Rogelio Alaniz
Al parecer la renuncia de la ministra Leticia Mengarelli estaba decidida antes de que al director de la escuela de Los Amores se le ocurriera debutar como dramaturgo, valiéndose para ello de un cuerpo estelar de actores integrado por niños de siete y ocho años. Según informaciones de mi “Garganta Profunda”, la señora Mengarelli fue una herencia que Binner o Racino le dejaron a Bonfatti, herencia que el gobernador se resignó a aceptar por un año, pero no más de eso. Según las normas del manual de protocolo secreto de buenos modales políticos, Mengarelli debería haber renunciado a fin de año. Lo hizo un mes antes, lo cual altera en algunos detalles las normas, pero en lo fundamental no cambia en nada el devenir de los acontecimientos. Temas como las tomas de las escuelas técnicas o las supuestas persecuciones a docentes críticos con la gestión provincial, puede que hayan incidido en la decisión, pero básicamente da la impresión de que la suerte de Mengarelli estaba echada desde antes.
Los diarios nacionales atribuyen a lo sucedido en la escuela de Los Amores la causa de la renuncia. Se equivocan. Que la ministra no se haya hecho presente en la escuela no quiere decir nada para un gobierno al que estos conflictos no le agradan, lo ponen incómodo y, en más de un caso, no saben qué hacer con ellos. Una de las grandes virtudes del socialismo ha sido la práctica de un estilo político que rehuye el conflicto, el innecesario y el necesario. Para la tradición facciosa de la Argentina, esta suerte de pedagogía y terapia política es valiosa y en algún punto ejemplar. Lo que sucede es que, como ocurre a menudo en el territorio resbaladizo de la política, lo que suele ser una virtud, en ciertas circunstancias se transforma en un defecto, un límite. No alentar el conflicto innecesario es bueno y saludable, pero eludirlo en todas las circunstancias, disimularlo o temerle, ya no es tan aconsejable, entre otras cosas porque, nos guste o no, el conflicto es un componente inevitable y a veces doloroso de la realidad.

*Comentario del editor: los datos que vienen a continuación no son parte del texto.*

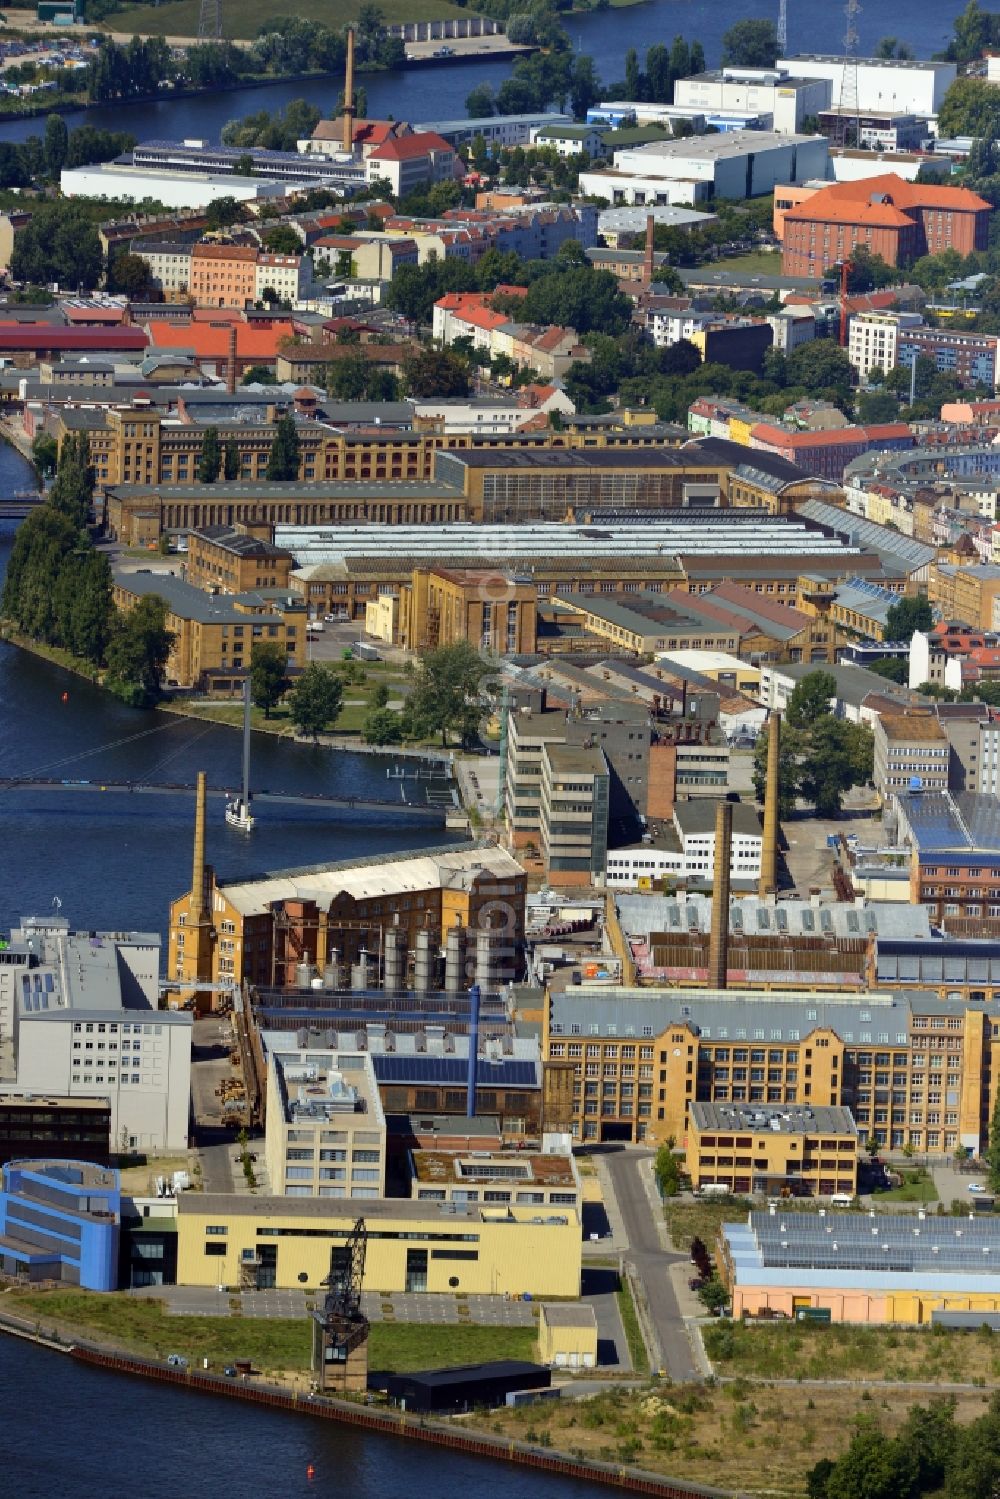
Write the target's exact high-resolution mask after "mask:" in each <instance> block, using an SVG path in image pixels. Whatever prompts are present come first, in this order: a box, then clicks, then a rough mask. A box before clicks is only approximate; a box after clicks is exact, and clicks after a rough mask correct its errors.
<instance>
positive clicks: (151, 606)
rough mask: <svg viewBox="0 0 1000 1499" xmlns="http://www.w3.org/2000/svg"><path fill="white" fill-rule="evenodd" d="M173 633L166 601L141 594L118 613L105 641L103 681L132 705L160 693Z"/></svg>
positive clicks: (153, 700)
mask: <svg viewBox="0 0 1000 1499" xmlns="http://www.w3.org/2000/svg"><path fill="white" fill-rule="evenodd" d="M172 645H174V634H172V633H171V631H169V630H168V628H166V603H165V600H162V598H160V597H159V594H145V595H144V597H142V598H139V601H138V603H136V606H135V609H132V610H129V613H120V615H118V616H117V618H115V621H114V625H112V630H111V639H109V642H108V675H106V679H105V681H106V685H108V687H111V690H112V691H115V693H117V694H118V697H121V699H123V700H124V702H126V703H130V705H132V706H133V708H145V706H148V705H150V703H154V702H156V699H157V697H159V696H160V691H162V684H163V675H165V672H166V661H168V658H169V652H171V648H172Z"/></svg>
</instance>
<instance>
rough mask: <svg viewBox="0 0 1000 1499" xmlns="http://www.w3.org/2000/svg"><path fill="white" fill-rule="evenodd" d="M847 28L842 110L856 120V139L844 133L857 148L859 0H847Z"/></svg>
mask: <svg viewBox="0 0 1000 1499" xmlns="http://www.w3.org/2000/svg"><path fill="white" fill-rule="evenodd" d="M844 15H846V16H847V30H846V31H844V73H843V78H841V85H840V112H841V117H844V118H853V121H855V139H853V141H850V139H849V138H847V133H844V141H846V144H847V145H853V147H855V150H858V147H859V145H861V99H859V94H858V16H859V15H861V4H859V0H847V4H846V6H844Z"/></svg>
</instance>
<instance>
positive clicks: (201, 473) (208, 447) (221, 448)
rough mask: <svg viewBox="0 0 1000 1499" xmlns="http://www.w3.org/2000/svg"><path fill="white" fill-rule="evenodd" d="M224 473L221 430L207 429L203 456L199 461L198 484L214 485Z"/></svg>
mask: <svg viewBox="0 0 1000 1499" xmlns="http://www.w3.org/2000/svg"><path fill="white" fill-rule="evenodd" d="M220 471H222V448H220V447H219V429H217V427H205V433H204V436H202V439H201V456H199V459H198V483H199V484H214V481H216V480H217V478H219V474H220Z"/></svg>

Es más, para muchos sociólogos el conflicto es fuente de vida, de creación. Desde esa perspectiva, si los conflictos no existieran la política sería innecesaria o todo se reduciría a una aséptica administración de recursos. Conflicto y consenso son datos inescindibles de la historia, de la sociedad y de la vida. Convivir con ellos es complicado, pero mucho más complicado es negar esa tensión. ¿Cuándo se impone uno u otro? No hay recetas al respecto. Lo único cierto es que ambos van a estar presentes y corresponde al talento o a la sabiduría del político saber en qué momento hay que recurrir a uno o a otro.